Reflections on leaving Afghanistan
I was still new to my squadron when the bombs went off in Kenya and Tanzania halfway around the world. I spent that morning in our intelligence shop — a dark and windowless room just a few hundred feet from a Navy air strip in bucolic southern Maryland — reading through military feeds and newspapers with our intel specialists.
Osama bin Ladin’s al-Qa’ida was relatively new and without much on their rap sheet. Still, their connections to Ramzi Yousef (the mastermind of the car-bombing of the World Trade Center in 1993) and their presumed involvement in the 1995 car-bombing in Riyadh (killing five Americans) made them the most obvious suspects. Two years later, when they bombed the USS Cole, it was becoming clear to those who were paying attention that we were being dragged into a new kind of war. September 11th, 2001 made that unequivocal.
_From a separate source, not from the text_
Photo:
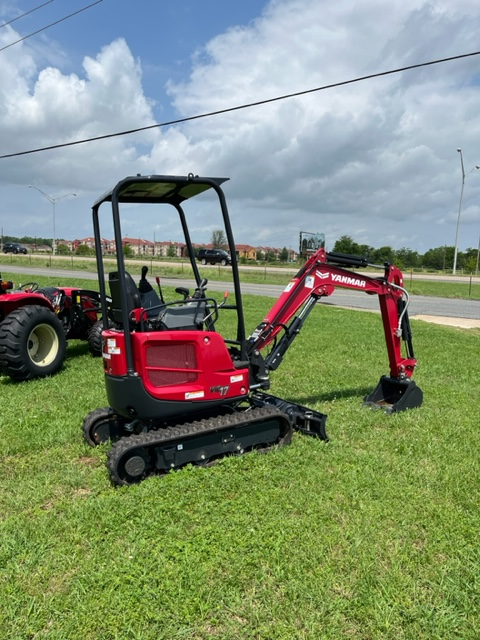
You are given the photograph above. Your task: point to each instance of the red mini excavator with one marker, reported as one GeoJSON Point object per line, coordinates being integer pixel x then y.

The talking point that our departure from Afghanistan last week will embolden terrorists is a total fallacy. Al-Qa’ida did not strike at us in 1993, 1995, 1998, 2000, and 2001 because we hastily left some other place before then. Quite the opposite, al-Qa’ida struck us specifically because of our continued presence in Saudi Arabia — bin Ladin’s homeland and the land of the two holy mosques.
No amount of “sending messages” will change terrorists’ willingness to commit terrible acts. They are terrorists, committing terrorism is what they do. Blaming the victim for it is no different than blaming the victim of any crime. Arguing that how we left Afghanistan will change anyone’s mind about whether to attack us again is misreading history and misunderstanding terrorists. Moreover, having Americans occupy a country for 20 years is, all by itself, a deterrent, no matter how we left.
Some have suggested that we dishonor those that served in Afghanistan by leaving. Let me offer you this: We do no honor to our war veterans by creating more war veterans without good cause. We successfully degraded the threat posed by al-Qa’ida operating in Afghanistan two decades ago, we spent more than a decade on nation-building, we provided support and training for several more years, and President Trump secured an agreement from the Taliban that they would prevent terrorists from operating in Afghanistan again.
Could terrorists seize the moment and begin operating from Afghanistan again in spite of this agreement, or could the Taliban find themselves needing the U.S. to help fight ISIS-K? Possibly, but a country that aspires to be a global moral leader does not occupy another country against its will because terrorists might again become a problem there.
It is far better to meet those that do us harm on the field of battle than to risk becoming an unwelcome force capriciously imposing our will on others. That is not who we are. While we believe that the Taliban is an oppressive and repugnant organization, we have proven over the last 20 years that we cannot change them or their country by force. If we want to bring them and their followers around, we will need to try more carrots and fewer sticks.
There is a group among the right who must now be suffering from whiplash, so fast was their pivot from endorsing our withdrawal when the previous president negotiated and initiated it to decrying the withdrawal when the current president completed it. Instead of posturing and saber-rattling, it would be helpful for them to remember the great Republican President Eisenhower’s example. For eight years, Eisenhower stared down the Soviets without committing troops to a major military operation. He used a combination of diplomacy and limited deployments to keep the peace while his investments in America spurred the economic expansion that made us a global leader worth emulating.
There is no arguing that more should have been done to safeguard and transport Americans and our Afghan allies before securing our own departure from Afghanistan, but I do have a problem with those who so recently wanted to prevent people from mostly Muslim nations from entering the U.S. suddenly acting enraged that we did not evacuate a large group of mostly Muslim people from Afghanistan.
While we are owed a full accounting of the withdrawal and all its missteps, we would profit much more by examining how to better use our many other, considerable means of global influence to avoid being drawn into intractable places in the first place.